In Lioessens im Nordosten der Niederlande scheint die Welt noch in Ordnung zu sein. Das kleine Dorf in Friesland mit 380 Einwohnenden und zwei Kirchen ist von Feldern und grünen Weiden umgeben, die Häuser haben gepflegte Vorgärten. Ehepaar Smidsknechts besucht jeden Sonntag den Gottesdienst. Wie sie bei den Neuwahlen am kommenden Mittwoch stimmen wollen, wissen sie noch nicht. „Wir haben das Vertrauen in die Politik etwas verloren. Aber wir haben zuletzt meistens christlich gewählt.‘‘

Bei den anstehenden Wahlen sei neben christlichen Themen auch das Thema Migration ausschlaggebend. „Es sollte strengere Regeln für Asylsuchende geben. So wie jetzt mit dem Thema umgegangen wird, verlieren noch mehr Menschen das Vertrauen in die Politik“, sagt der 76-jährige Herr Smidsknecht. Seine 75-jährige Frau sorgt sich um steigende Kriminalität. „Ich denke, das hängt auch damit zusammen, dass die Leute heutzutage weniger gläubig sind und sich weniger an den christlichen Werten orientieren.‘‘

Fragt man die Menschen hier nach ihrer Hoffnung für das Land, hört man vor allem einen Wunsch: Dass ihr Lioessens so bleibt, wie es ist. „Es ist ein guter Ort zum Leben.
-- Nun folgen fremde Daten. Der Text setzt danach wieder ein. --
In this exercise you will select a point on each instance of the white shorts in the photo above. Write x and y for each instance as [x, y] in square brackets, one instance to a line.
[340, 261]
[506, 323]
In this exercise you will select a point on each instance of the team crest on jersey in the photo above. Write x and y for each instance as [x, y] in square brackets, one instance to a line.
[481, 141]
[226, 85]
Es ist ruhig, aber es passiert trotzdem genug, damit es nicht langweilig ist”, sagen die Smidsknechts. Damit meint sie zum Beispiel auch die besondere Tradition des Ortes: das Eierwerfen.

Viele Bewohner und Bewohnerinnen geben an, dass sie wohl den NSC, die neue Partei von Pieter Omtzigt wählen wollen. „Er ist ein ehrlicher Mann”, sagt beispielsweise Frau Dijkestra, die bislang meistens für den Christen-Democratisch Appèl (CDA) gestimmt hat. Bislang sehen die jüngsten Umfragen für Omtzigt gut aus: Er liegt mit 16 bis 18 Prozent fast gleichauf mit der Regierungspartei VVD (17 bis 18 Prozent), hatte sie in vorherigen Umfragen sogar überholen können. Die christdemokratischen Parteien, aktuell noch in der Regierung, haben unterdessen stark an Zustimmung eingebüßt.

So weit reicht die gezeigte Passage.